Heppner runs VKernel’s less expensive software in other parts of his company, but he considers the dashboard “a little busy.”“You have to kind of figure out where it’s trying to lead you before you get the answer,” he said. “The vCOps story was a little easier to figure out.”
VMware’s response to questions surrounding the pricing model is that “customers generally agree on the value” of vCenter Operations. VMware does not disclose sales information on its products.
VMware sticks to its pricing guns vs. Microsoft
Microsoft’s all-you-can-eat System Center pricing goes up against VMware’s pay-for-consumption model. But even in the face of a pricing war with Microsoft, VMware remains focused on delivering advanced features.
“VMware is…able to reliably and predictably and frequently deliver new functionality,” CEO Paul Maritz said on this week’s VMware earnings call. “In the past, we've been able to turn our crank faster than Microsoft can turn theirs. And we're hoping that…will stand us in good stead in the future.”
Though VMware’s pay-per-use philosophy doesn’t work for all customers, it does benefit some.
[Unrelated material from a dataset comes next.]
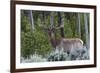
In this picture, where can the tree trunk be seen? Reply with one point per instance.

Heppner said the per-VM pricing is a “good idea,” particularly for tools such as Site Recovery Manager. “Initially…we had to license all our hosts and it didn’t really make a lot of sense,” he said.
Other products, such as AppSpeed, now part of the vFabric Application Management Suite, also lend themselves to a per-VM licensing model, he said. “That one only worked with certain applications. So it didn’t make any sense to license that per server when the early versions only worked with SQL Server and Web servers.”
Meanwhile, some of VMware’s products are still based on per-CPU licensing. “It makes it pretty difficult, from an IT operations point of view, to figure out. What do I really need and how much is it going to cost me?” In Heppner’s experience, the per-VM model turns out to be cheaper overall.
More VMware products will move toward the per-VM licensing model as they are folded into the vCenter Operations Management Suite. CapacityIQ, for example, is no longer available as a separate product. VMware officials said vCenter Configuration Manager and vCenter Chargeback will eventually follow suit.